Louvre reforçará segurança com dispositivos anti-intrusão após roubo milionário
Após furto de joias avaliadas em mais de R$ 550 milhões, museu francês anuncia medidas emergenciais para proteger acervo histórico
A ministra da Cultura da França, Rachida Dati, anunciou nesta sexta-feira (31) que o Museu do Louvre instalará novos dispositivos anti-intrusão até o fim do ano. A decisão foi tomada após o roubo cinematográfico de 19 de outubro, quando quatro ladrões invadiram o museu e levaram joias avaliadas em cerca de US$ 102 milhões (aproximadamente R$ 550 milhões).

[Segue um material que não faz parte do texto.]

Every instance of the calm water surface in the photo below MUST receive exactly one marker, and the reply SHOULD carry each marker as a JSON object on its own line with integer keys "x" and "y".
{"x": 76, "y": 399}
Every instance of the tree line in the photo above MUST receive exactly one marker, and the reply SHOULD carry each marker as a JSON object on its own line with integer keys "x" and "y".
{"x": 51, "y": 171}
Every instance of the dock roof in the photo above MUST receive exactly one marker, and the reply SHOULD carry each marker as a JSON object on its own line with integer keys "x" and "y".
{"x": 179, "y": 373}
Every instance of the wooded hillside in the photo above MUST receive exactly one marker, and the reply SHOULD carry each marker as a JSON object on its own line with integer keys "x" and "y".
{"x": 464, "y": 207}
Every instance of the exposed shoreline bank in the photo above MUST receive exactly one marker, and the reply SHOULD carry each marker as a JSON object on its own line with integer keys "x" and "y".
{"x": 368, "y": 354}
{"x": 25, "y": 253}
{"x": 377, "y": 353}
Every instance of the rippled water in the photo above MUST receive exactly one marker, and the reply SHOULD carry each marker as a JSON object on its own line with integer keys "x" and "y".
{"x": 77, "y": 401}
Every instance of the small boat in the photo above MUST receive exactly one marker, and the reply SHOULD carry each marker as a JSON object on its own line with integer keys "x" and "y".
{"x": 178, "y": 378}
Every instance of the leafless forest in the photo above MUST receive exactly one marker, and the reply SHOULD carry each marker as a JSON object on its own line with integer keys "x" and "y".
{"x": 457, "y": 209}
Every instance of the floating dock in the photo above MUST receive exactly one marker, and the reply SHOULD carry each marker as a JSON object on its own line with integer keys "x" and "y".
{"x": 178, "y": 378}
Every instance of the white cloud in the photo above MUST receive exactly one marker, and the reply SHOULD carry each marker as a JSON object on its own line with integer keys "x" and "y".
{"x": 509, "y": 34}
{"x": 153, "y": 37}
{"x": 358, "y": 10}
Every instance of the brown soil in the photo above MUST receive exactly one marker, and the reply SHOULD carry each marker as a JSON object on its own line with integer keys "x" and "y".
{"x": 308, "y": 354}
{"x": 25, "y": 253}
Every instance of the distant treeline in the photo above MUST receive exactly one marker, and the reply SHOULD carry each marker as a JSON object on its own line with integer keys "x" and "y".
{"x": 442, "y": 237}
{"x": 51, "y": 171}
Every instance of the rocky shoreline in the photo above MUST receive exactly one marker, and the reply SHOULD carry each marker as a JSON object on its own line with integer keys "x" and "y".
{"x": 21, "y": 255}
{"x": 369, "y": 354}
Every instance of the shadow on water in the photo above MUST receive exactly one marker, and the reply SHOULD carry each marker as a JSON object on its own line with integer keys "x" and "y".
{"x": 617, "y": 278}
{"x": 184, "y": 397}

De acordo com as autoridades, os criminosos utilizaram um caminhão com plataforma elevatória para alcançar uma janela do prédio histórico. Dois deles usaram uma serra circular para romper as vitrines e retirar as peças, enquanto outros dois fugiram em motocicletas levando os objetos roubados. O caso levantou questionamentos sobre a vulnerabilidade do museu mais visitado do mundo.
Relatório aponta falhas graves e segurança obsoleta
Durante uma entrevista à emissora TF1, Rachida Dati afirmou que, por mais de duas décadas, o Louvre “subestimou o risco de intrusão e roubo”. Segundo ela, o relatório preliminar sobre os sistemas de vigilância revela que equipamentos estavam desatualizados e protocolos de resposta obsoletos, o que facilitou a ação dos ladrões.
A diretora do museu, Laurence des Cars, também reconheceu falhas estruturais. Ela explicou que as câmeras de segurança não cobriam adequadamente o ponto de entrada usado pelos criminosos, pois a única instalada estava direcionada para o lado oposto da varanda por onde eles acessaram o prédio.
Janela do museu por onde os ladrões entraram (Foto: reprodução/Getty Images Embed/Edward Berthelot)
Medidas emergenciais e investigação em andamento
Apesar das falhas externas, Dati destacou que os sistemas internos funcionaram corretamente durante o roubo, mas ressaltou a necessidade de “ações urgentes” para evitar novos incidentes. Entre as medidas anunciadas estão os novos dispositivos de segurança perimetral, embora a ministra não tenha revelado detalhes sobre o tipo de tecnologia que será implementada.
Até o momento, sete suspeitos foram presos em conexão com o crime. Dois deles enfrentam acusações formais de furto e conspiração criminosa. Entre as peças levadas estão uma tiara de pérolas que pertenceu à imperatriz Eugênia e um conjunto de safiras da rainha Maria Amélia, ambos considerados tesouros inestimáveis da história francesa.
Com a instalação dos novos equipamentos, o governo francês espera restabelecer a confiança na segurança do Louvre e preservar o museu mais visitado do mundo.